@HIVpos
@Chessie678 could you expand on your comment please or are you just guessing?
@leafyygreens perhaps you could give more context to your comment. In the U.K. 98% of people who know they are HIV+ are on effective treatment with 97% of those being virally suppressed. So legally no requirement to disclose to any partner if they don’t wish to.
Seeing HIV, a health condition that can be stigmatised, continually compared to COVID, really isn’t helpful, and for the most part incorrect/irrelevant. Perhaps pick another respiratory virus that can kill instead?
As I've said in a PP I was responding to the previous comment where a poster was attempting to compare coronavirus to HIV using some kind of "slippery slope" argument. As I said then, they are completely different and it is grossly offensive to try and use discrimination against people with HIV as one of your arguments against vaccine passports.

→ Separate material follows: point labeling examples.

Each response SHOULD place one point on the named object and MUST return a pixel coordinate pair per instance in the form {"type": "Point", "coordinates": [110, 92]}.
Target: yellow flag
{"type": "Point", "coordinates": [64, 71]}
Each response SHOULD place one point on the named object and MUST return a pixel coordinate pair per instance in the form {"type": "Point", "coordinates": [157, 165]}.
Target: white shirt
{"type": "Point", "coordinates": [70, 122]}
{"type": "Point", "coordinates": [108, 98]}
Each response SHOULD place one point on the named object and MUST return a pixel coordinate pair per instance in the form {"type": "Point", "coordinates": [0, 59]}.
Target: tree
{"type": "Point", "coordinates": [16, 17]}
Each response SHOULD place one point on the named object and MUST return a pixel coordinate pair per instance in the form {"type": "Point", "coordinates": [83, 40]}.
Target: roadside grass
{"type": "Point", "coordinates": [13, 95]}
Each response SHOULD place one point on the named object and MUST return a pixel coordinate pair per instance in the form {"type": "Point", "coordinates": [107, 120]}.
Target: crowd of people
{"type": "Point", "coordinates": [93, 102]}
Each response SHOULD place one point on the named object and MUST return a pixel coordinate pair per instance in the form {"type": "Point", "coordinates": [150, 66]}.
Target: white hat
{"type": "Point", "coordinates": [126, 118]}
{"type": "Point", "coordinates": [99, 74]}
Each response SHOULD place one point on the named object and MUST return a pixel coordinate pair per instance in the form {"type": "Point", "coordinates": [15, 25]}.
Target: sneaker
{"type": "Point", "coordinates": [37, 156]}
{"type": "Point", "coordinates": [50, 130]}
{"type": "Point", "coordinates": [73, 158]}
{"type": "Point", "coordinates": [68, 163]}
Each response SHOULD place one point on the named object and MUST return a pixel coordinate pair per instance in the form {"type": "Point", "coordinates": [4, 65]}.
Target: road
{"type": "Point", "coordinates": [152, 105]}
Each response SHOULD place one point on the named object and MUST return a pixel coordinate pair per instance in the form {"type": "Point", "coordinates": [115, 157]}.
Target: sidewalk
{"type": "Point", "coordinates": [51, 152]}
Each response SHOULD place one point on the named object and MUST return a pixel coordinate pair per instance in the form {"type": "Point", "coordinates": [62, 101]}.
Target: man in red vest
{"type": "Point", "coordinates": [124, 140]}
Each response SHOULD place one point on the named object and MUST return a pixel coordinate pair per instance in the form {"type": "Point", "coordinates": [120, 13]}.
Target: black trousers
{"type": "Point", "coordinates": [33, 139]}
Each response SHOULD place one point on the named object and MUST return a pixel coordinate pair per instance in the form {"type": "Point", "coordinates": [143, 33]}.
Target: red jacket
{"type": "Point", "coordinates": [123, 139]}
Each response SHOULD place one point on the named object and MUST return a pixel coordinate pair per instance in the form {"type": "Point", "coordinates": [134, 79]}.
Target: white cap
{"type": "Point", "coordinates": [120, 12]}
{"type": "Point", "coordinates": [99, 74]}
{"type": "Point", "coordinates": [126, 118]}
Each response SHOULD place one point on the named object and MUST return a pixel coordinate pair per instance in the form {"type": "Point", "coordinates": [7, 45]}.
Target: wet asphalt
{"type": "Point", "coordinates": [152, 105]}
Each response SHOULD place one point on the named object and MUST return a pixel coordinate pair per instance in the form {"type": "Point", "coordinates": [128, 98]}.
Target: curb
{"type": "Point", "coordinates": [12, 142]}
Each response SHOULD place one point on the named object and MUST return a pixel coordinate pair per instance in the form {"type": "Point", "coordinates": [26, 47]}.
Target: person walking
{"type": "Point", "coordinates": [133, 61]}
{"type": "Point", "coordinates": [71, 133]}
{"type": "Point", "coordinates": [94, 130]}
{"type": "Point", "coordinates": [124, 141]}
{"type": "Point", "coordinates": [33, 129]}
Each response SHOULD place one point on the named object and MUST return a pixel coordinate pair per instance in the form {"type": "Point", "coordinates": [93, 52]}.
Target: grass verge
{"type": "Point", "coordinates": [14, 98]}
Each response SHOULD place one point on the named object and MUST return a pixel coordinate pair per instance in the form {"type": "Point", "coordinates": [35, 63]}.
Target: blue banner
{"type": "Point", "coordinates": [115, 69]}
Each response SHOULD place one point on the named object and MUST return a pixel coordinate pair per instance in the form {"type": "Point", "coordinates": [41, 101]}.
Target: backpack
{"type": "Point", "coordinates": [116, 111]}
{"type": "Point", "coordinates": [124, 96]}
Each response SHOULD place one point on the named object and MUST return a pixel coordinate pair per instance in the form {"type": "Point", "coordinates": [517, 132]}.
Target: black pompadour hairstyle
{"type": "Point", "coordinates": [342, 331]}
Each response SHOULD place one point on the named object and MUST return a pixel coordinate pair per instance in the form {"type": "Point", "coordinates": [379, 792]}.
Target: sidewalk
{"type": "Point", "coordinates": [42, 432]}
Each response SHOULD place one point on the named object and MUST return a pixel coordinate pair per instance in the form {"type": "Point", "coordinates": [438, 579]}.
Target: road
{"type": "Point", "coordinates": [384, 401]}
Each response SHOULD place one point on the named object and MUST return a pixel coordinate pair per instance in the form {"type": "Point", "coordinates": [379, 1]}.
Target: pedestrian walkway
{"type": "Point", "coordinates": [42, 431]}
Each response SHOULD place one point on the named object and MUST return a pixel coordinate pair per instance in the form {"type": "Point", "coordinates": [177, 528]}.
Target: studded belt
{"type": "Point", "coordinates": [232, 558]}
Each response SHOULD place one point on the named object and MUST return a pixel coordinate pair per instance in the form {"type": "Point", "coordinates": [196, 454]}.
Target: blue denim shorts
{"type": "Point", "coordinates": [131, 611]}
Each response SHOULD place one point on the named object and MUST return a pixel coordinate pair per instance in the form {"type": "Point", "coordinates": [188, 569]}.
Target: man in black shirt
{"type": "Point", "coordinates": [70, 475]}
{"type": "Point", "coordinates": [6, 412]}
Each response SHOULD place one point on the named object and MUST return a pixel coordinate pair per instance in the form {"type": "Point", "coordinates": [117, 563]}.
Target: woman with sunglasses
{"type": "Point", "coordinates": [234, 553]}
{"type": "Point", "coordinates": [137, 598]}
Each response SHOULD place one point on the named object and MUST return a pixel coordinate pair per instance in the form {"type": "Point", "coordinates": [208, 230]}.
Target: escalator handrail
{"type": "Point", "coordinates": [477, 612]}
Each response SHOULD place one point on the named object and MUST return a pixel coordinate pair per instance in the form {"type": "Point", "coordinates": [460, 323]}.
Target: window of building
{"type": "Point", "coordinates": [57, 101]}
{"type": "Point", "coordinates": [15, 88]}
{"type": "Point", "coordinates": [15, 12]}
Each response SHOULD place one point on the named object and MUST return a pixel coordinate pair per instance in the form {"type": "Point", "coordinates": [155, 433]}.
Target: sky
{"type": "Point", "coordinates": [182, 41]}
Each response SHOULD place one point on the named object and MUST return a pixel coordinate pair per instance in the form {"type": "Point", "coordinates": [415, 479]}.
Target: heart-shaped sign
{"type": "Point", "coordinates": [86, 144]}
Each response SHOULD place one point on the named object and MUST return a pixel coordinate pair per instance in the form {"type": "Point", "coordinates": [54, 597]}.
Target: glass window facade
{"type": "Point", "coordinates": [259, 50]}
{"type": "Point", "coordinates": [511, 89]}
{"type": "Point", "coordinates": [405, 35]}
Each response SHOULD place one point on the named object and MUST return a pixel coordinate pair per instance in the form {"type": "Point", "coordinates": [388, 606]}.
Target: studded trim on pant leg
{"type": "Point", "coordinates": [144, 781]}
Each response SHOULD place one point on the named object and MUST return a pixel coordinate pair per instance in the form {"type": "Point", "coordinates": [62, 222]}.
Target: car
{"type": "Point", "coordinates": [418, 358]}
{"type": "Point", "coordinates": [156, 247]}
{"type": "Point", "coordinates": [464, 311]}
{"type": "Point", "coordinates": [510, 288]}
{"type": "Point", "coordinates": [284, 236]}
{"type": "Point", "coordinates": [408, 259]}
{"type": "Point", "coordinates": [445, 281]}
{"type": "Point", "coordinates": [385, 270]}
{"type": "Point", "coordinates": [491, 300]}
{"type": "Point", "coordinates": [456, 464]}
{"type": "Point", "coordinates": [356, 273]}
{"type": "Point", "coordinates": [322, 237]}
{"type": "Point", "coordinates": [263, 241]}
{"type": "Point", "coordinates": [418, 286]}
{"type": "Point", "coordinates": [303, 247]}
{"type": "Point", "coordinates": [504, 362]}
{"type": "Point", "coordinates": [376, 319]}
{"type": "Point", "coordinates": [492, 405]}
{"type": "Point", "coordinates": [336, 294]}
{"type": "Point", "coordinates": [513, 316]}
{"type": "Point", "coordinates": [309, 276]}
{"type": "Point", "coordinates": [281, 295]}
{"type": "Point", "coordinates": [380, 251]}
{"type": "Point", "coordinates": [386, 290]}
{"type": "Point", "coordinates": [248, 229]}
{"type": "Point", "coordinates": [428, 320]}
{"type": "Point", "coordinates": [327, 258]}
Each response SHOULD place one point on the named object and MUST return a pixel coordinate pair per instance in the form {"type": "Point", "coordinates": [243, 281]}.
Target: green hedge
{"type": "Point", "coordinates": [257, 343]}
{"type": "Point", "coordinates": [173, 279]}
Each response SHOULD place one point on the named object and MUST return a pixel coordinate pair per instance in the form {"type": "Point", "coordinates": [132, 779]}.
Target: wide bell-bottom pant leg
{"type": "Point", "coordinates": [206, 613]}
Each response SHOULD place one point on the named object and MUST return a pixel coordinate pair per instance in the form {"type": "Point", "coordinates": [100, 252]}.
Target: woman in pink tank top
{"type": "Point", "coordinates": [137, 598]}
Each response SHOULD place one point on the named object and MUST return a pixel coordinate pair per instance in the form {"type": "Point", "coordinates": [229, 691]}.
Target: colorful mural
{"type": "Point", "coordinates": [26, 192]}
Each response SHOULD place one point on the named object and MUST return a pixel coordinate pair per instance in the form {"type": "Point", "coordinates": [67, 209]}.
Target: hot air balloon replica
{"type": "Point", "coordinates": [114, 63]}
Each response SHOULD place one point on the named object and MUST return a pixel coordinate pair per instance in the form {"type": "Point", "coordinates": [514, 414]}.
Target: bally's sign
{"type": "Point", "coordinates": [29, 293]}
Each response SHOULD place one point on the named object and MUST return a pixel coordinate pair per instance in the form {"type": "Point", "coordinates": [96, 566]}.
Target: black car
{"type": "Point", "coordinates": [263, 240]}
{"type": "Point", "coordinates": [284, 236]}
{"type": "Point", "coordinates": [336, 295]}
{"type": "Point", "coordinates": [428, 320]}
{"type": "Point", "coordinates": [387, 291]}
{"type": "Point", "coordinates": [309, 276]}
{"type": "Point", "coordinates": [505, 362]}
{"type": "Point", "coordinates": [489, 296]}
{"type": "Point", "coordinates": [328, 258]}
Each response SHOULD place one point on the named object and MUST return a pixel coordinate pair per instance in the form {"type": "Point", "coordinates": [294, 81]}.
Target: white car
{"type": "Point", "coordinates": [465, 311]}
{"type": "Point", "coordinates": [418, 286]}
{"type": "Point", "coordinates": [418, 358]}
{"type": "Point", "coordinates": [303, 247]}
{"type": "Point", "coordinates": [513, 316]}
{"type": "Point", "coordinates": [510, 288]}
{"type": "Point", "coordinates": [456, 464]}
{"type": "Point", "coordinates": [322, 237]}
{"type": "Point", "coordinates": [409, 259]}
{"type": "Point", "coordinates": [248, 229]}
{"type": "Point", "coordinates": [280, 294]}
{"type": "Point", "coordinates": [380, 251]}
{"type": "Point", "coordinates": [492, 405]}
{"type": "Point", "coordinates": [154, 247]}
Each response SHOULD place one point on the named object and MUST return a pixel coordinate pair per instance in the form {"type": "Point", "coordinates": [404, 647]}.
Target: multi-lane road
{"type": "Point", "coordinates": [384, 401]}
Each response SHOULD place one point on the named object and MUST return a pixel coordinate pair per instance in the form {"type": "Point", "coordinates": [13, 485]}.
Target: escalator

My point about it being illegal to have unprotected sex without disclosing your status (which results in HIV being transmitted to the other person) was to demonstrate how this is a reasonably proportionate restriction placed on people with HIV, whereas clearly the other examples given by the other poster are not. Of course with the new drugs this has become far less of an issue as your viral load is so low you can't actually pass the virus on, but I thought it a relevant example given the previous comments - and transmitting the virus is a caveat of it being against the law.
As I said,
Restrictions and laws need to be proportional to the situation which they apply. I don't see how domestic COVID passports (to include negative tests as an alternative to vaccination) are disproportionate to the risk of coronavirus transmission, and this feeling is echoed in many other countries worldwide.